Untuk itu adat hendaknya mampu untuk berbenah diri. Adat hendaknya disesuaikan dengan perkembangan jaman dan nilai-nilai agama Hindu. Desa Pakraman hendaknya mampu menjadi Hindu Center di masing-masing desa seperti halnya program Pemprov Bali beberapa waktu lalu. Program tersebut hendaknya lebih diarahkan pada pembelajaran ketrampilan hidup untuk memperkuat daya saing umat Hindu dalam persaingan global berdasarkan ajaran Hindu, bukan sebaliknya dengan bermimpi kembali ke masa lalu dengan adat yang kental.

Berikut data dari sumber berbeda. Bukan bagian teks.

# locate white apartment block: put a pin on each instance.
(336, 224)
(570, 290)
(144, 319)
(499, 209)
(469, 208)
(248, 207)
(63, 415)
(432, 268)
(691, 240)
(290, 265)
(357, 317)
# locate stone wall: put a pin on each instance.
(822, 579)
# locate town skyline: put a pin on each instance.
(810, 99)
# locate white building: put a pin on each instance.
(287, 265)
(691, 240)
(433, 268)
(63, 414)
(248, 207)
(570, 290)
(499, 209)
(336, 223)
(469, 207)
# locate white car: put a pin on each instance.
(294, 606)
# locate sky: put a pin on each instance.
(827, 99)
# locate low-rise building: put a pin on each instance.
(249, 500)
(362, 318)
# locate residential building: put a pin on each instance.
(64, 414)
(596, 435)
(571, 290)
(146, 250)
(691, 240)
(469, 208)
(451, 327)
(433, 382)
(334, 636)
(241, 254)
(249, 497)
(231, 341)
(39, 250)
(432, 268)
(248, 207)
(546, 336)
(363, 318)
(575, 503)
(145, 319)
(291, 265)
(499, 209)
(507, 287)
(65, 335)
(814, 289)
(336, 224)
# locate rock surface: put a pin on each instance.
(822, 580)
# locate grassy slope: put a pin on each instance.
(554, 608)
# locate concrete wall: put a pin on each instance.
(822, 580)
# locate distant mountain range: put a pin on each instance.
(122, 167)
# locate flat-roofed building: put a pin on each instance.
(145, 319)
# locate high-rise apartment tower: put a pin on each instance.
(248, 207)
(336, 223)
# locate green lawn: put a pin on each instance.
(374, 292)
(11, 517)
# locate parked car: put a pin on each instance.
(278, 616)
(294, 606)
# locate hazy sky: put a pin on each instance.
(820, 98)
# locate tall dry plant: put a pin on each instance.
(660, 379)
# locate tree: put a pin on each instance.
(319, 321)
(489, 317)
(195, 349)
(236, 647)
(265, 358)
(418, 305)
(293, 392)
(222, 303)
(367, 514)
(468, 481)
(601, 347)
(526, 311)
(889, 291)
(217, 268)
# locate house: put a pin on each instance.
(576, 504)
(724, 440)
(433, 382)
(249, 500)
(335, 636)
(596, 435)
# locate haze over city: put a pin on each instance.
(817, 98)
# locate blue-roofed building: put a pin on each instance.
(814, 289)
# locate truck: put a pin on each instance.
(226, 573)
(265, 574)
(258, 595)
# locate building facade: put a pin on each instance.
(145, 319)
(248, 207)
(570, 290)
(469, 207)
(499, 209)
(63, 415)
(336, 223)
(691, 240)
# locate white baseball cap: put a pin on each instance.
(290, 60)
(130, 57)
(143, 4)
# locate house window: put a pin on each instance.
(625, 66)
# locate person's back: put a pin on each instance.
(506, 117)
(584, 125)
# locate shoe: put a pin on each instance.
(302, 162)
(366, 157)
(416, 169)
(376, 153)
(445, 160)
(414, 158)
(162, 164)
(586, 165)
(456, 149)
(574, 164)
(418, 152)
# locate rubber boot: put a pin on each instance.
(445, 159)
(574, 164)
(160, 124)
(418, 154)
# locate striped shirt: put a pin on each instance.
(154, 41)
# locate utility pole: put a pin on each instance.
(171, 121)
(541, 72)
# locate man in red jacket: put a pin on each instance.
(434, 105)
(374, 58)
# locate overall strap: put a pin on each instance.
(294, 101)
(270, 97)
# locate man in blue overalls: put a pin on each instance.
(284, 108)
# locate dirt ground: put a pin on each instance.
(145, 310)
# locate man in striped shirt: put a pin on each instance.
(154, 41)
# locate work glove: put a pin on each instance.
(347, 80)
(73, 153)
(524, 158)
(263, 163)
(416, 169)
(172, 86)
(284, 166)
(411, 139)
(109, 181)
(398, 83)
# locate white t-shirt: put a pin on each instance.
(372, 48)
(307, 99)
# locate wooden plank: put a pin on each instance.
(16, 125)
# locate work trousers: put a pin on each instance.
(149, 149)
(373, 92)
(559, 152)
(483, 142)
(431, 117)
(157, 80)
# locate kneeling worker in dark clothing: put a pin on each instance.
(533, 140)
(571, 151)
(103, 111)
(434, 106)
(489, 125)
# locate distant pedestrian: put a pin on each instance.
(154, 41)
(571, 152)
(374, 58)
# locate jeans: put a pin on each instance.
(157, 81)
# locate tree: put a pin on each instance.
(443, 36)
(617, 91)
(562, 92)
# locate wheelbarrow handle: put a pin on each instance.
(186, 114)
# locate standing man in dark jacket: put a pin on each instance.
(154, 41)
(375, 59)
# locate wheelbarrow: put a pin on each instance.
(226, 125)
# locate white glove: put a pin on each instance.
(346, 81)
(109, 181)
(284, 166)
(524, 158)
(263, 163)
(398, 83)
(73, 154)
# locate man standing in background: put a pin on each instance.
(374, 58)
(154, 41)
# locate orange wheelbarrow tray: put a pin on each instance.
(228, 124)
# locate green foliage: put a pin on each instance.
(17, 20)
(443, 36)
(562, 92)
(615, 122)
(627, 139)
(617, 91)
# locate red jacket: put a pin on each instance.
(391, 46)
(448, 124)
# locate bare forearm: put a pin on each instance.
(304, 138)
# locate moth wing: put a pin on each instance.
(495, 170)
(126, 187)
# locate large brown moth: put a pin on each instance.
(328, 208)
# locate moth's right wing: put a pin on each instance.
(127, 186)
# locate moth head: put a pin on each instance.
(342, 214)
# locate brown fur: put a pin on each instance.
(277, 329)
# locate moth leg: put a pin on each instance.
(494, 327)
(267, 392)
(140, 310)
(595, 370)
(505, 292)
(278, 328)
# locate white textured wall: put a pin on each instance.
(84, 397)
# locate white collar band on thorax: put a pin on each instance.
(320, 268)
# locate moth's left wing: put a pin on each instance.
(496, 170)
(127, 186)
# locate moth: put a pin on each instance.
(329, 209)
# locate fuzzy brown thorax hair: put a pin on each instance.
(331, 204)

Untuk mengontrol adat dapat pula ditempuh dengan menempatkan guru-guru agama Hindu dalam kepengurusan Desa Pakraman. Di desa kami yang adatnya masih kental hal ini sangat membantu. Parisada sebagai lembaga tertinggi umat juga hendaknya berperan aktif untuk menelaah dan mengkritisi adat-adat yang keliru. Lebih lanjut Parisada hendaknya aktif dalam memberikan pencerahan rohani sehingga ajaran adat dapat disesuaikan dengan ajaran Hindu.